Namely, this command retrieves and displays the values of the DirectoryObject, AccessTemplate, and Trustee properties of the objects returned by the cmdlet.
EXAMPLE 2
connect-QADService -Proxy C:\PS>get-QARSAccessTemplateLink -AccessTemplate 'AR Server Security - Active Directory Container'| format-List DirectoryObject
Description
Given the name of an Access Template, list all objects on which the Access Template determines security settings (for each link that is based on that Access Template, list the securable object to which the link is applied). This command retrieves and displays the value of the DirectoryObject property of the objects returned by the cmdlet.
EXAMPLE 3
connect-QADService -Proxy C:\PS>get-QARSAccessTemplateLink -AccessTemplate 'AR Server Security - Active Directory Container'| format-List Trustee
Description
Given the name of an Access Template, list all objects that have their access rights defined by using the given Access Template (for each link that is based on that Access Template, list the security principal to which the link points).
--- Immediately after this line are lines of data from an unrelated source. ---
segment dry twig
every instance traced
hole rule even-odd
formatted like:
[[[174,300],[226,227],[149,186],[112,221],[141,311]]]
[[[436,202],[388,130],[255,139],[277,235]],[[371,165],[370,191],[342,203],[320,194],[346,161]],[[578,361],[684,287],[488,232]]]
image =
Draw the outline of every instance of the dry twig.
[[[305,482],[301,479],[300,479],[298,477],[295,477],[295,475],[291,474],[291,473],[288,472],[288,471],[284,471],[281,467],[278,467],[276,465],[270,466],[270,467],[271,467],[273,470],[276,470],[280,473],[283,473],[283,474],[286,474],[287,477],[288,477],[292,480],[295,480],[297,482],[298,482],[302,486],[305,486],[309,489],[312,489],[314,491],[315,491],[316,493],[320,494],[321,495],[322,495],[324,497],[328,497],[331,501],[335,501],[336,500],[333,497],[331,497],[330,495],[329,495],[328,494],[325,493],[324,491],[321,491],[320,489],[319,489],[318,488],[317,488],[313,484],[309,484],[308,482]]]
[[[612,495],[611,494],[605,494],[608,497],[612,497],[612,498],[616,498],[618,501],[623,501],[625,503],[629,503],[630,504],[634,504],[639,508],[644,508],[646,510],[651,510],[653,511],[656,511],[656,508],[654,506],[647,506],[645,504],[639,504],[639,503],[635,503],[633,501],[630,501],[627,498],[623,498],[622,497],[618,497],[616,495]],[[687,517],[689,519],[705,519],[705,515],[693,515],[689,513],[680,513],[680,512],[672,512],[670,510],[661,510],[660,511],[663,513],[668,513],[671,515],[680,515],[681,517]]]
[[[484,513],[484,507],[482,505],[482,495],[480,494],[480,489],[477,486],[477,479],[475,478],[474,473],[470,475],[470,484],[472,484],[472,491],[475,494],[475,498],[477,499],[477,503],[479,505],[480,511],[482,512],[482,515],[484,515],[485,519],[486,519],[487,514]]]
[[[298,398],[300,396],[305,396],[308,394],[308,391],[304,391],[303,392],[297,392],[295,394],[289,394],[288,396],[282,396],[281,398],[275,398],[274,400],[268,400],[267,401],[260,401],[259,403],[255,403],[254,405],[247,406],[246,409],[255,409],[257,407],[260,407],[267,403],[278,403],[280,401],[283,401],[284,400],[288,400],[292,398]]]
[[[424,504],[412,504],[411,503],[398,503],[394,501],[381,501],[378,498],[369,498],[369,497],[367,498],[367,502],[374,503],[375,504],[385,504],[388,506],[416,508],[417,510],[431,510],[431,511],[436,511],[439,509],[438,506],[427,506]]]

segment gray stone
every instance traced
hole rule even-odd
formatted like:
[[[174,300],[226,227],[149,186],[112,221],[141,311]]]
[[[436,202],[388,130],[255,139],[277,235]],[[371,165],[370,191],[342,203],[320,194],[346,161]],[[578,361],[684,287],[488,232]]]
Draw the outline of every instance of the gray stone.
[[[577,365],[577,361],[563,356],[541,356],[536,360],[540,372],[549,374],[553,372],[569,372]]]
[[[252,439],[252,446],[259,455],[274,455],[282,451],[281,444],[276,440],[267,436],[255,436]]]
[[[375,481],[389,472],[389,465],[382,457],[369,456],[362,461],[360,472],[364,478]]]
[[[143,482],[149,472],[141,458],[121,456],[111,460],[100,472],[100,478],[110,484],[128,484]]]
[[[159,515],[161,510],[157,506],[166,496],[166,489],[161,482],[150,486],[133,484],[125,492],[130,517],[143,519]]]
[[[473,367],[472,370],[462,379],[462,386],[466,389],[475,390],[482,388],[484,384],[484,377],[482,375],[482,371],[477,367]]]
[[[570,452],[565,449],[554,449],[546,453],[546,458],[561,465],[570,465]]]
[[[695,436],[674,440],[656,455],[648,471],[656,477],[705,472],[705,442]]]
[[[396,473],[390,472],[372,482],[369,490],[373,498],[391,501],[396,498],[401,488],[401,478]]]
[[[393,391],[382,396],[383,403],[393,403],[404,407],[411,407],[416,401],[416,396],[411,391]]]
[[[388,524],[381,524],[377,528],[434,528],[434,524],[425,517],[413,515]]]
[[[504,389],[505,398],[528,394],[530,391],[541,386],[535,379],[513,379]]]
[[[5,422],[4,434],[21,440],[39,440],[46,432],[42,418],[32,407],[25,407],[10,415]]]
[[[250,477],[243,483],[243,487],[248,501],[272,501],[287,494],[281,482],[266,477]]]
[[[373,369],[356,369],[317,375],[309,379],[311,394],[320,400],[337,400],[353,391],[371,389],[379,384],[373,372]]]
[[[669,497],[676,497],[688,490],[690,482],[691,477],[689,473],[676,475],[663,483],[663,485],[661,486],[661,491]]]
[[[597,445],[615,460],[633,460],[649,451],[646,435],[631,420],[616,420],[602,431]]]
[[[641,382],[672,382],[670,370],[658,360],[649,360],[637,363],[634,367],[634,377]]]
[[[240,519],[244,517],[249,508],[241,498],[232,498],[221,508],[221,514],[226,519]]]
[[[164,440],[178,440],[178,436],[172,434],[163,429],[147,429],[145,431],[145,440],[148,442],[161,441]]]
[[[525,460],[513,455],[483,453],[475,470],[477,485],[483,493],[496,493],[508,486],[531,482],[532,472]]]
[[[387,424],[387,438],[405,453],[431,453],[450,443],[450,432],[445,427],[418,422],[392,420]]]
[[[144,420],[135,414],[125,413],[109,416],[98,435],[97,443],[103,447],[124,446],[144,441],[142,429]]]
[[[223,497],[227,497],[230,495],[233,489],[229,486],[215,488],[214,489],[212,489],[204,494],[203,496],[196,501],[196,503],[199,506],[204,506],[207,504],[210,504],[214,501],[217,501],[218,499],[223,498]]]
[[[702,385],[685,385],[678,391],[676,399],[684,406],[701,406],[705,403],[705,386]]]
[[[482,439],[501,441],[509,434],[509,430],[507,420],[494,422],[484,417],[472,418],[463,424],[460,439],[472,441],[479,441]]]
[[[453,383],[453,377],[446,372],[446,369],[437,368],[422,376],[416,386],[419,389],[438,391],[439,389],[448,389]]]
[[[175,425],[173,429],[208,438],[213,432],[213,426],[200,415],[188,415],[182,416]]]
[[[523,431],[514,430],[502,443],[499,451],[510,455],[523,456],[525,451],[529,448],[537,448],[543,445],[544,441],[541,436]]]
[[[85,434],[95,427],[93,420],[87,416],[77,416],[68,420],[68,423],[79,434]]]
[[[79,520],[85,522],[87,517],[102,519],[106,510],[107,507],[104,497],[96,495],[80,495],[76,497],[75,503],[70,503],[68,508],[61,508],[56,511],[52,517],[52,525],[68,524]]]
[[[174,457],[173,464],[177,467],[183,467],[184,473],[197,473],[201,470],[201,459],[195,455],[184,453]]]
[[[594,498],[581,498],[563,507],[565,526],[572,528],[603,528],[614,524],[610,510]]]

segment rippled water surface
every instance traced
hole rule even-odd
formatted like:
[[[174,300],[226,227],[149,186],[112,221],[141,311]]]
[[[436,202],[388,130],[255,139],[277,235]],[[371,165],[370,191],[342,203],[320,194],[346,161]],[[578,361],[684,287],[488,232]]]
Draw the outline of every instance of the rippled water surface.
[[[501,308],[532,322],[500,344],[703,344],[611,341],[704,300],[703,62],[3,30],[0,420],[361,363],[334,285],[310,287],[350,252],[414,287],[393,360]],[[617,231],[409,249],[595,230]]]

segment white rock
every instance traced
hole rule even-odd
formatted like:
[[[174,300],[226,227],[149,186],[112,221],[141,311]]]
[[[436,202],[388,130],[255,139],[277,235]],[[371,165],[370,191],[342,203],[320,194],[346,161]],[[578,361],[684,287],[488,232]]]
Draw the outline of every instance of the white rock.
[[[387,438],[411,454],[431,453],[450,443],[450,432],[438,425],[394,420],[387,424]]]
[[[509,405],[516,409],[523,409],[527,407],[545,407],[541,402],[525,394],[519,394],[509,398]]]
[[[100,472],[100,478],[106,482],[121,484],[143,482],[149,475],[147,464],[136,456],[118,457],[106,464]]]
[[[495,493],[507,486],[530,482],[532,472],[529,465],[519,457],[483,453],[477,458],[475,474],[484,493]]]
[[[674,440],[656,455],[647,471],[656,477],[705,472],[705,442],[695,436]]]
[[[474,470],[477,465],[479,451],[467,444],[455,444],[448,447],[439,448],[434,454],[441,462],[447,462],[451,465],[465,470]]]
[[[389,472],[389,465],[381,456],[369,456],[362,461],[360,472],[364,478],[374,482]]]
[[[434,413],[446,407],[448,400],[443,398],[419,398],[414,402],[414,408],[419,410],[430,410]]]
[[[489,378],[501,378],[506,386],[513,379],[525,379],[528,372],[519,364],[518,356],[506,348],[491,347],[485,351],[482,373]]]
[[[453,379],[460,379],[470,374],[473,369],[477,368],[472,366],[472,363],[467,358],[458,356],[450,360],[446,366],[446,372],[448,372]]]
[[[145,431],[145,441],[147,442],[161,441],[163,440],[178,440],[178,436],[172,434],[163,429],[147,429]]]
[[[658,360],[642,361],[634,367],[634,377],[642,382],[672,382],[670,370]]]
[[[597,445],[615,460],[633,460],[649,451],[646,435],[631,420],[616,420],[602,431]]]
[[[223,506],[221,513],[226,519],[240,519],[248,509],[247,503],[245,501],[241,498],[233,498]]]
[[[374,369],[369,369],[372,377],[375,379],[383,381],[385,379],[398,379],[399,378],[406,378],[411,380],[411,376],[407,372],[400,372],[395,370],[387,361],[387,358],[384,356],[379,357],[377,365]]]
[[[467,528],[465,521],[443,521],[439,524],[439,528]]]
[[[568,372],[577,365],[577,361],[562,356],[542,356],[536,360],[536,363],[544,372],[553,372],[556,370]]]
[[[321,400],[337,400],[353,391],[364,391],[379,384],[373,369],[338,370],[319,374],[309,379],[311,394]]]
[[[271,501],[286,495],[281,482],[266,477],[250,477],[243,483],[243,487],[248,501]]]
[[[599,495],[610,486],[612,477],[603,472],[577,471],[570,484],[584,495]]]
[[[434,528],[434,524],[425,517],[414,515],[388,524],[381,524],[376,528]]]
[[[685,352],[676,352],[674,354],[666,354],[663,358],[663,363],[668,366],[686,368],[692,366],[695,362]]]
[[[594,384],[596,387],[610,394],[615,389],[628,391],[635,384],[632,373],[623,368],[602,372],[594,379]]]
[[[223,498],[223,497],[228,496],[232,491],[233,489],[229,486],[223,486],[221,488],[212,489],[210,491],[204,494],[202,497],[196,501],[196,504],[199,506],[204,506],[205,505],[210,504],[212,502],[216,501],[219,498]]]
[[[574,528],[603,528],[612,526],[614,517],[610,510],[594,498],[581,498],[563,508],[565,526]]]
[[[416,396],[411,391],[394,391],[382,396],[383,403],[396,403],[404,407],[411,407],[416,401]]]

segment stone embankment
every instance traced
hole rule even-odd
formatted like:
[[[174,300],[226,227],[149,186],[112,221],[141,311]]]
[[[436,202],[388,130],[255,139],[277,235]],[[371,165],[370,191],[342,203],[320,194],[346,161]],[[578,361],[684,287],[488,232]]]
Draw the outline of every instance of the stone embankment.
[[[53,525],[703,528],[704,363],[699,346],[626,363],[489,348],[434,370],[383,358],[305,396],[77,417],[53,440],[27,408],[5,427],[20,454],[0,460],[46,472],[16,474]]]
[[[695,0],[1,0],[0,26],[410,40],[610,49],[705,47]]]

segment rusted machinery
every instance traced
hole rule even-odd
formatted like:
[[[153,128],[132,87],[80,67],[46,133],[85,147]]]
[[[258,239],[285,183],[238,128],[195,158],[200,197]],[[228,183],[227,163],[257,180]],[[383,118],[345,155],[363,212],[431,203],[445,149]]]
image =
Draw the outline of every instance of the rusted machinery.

This command retrieves and displays the value of the Trustee property of the objects returned by the cmdlet.
EXAMPLE 4
connect-QADService -Proxy C:\PS>get-QARSAccessTemplateLink -Trustee 'domainName\groupName' | format-List DirectoryObject, AccessTemplate
Description
Given the pre-Windows 2000 name of a group, list all the Access Templates that determine access rights of that group (find all Access Template links that have the given group set as the security principal, and then, for every such link, list the Access Template on which the link is based and the securable object to which the link is applied).
EXAMPLE 5
connect-QADService -Proxy C:\PS>get-QARSAccessTemplateLink -DirectoryObject 'Configuration/Managed Units/ManagedUnitName' | format-List Trustee, AccessTemplate
Description
Given the name of an ActiveRoles Server Managed Unit (MU), list all the Access Templates that determine security settings on that MU (find all Access Template links that have the given MU set as the securable object, and then, for every such link, list the Access Template on which the link is based and the security principal to which the link points).
EXAMPLE 6
connect-QADService -Proxy
C:\PS>get-QADObject -SearchRoot 'OrganizationalUnitName' |
%{get-QARSAccessTemplateLink -DirectoryObject $_ -SynchronizedToAD $true |
format-List AccessTemplate, DirectoryObject}
Description
For a given organizational unit (OU), list the objects in that OU that have native Active Directory permission settings defined by using any Access Template (find all the Access Templates linked to any object in the OU with the option to synchronize the resulting permission settings to Active Directory).
EXAMPLE 7
connect-QADService -Proxy C:\PS>get-QARSAccessTemplateLink -AccessTemplate 'AccessTemplateName' -DirectoryObject 'OrganizationalUnitName' -Predefined $false | remove-QARSAccessTemplateLink -Confirm
Description
Given the name of an Access Template and the name of an organizational unit (OU), remove all security settings on that OU that are determined by that Access Template (remove all links that are based on the given Access Template and applied to the given OU).
EXAMPLE 8
connect-QADService -Proxy C:\PS>get-QARSAccessTemplateLink -AccessTemplate 'AccessTemplateName' -Trustee 'domainName\groupName' -Predefined $false | remove-QARSAccessTemplateLink -Confirm
Description
Given the name of an Access Template and the pre-Windows 2000 name of a group, revoke all access rights from that group that are defined by using that Access Template (remove all links that are based on the given Access Template and point to the given group).